LIFT
FOR obvious reasons I – like many other people – have spent much time indoors recently, looking out, rather wistfully, at the same bit of sky. But a small plus is that it has given me the idea for today’s word: lift (sometimes spelt luft, luift).
Lift is possibly the most common word in Scots for ‘sky’. It appears alongside rarer, figurative uses of words such as carry – a north-eastern usage that can also mean ‘motion of the clouds’ -- and pen or pend (which more usually means archway or canopy). Lift derives from Old Northumbrian, the variety spoken across northern England and southern Scotland before the present Scottish/English border emerged, and is related to German luft, Dutch lucht, and Old Norse lopt. The form was originally found in other English dialects, but seems to have died out in most of England by the end of the 14th century; the great dialectologist Joseph Wright, at the end of the 19th century, recorded the word in Yorkshire, Northumberland, and what is now Cumbria.
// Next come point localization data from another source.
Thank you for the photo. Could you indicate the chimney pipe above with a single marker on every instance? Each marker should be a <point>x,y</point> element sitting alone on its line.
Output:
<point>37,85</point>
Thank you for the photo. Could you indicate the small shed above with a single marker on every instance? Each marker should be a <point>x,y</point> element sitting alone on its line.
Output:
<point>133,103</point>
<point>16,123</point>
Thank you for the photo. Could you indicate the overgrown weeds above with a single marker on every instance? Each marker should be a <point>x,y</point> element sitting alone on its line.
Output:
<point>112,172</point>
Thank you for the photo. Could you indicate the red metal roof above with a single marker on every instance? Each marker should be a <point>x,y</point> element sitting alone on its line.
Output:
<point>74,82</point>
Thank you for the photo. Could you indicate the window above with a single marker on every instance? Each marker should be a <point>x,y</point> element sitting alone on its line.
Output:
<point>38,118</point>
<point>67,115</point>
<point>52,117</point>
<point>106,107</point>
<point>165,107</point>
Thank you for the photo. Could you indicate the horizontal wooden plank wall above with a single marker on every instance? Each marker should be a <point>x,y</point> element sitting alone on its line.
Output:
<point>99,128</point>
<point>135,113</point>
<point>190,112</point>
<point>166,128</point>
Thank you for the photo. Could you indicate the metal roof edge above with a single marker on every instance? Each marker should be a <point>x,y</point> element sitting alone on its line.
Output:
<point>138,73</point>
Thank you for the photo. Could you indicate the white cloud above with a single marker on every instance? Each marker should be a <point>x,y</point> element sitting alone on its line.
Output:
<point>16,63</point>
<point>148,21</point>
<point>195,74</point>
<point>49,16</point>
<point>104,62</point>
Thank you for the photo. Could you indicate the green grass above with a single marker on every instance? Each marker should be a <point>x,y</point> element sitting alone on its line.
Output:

Lift has quite a history. There are numerous citations in the Dictionaries of the Scots Language (www.dsl.ac.uk), beginning with one from the very first literary work in Scots, John Barbour’s The Bruce, in the late fourteenth century. It seems mostly to have been a poetical word and commonly deployed in proverbs. The well-named Complaynt of Scotland, which appeared in 1549 as part of a pamphlet war between Scotland and England during Henry VIII’s ‘rough wooing’, refers to how ‘The lyft did rane yrn’: a rather evocative analogy.
The Doric poet Sheena Blackhall referred in 2000 to ‘a flicht o greylags ben the lift’: a beautiful image that we earthbound – and housebound -- humans might like to ponder on.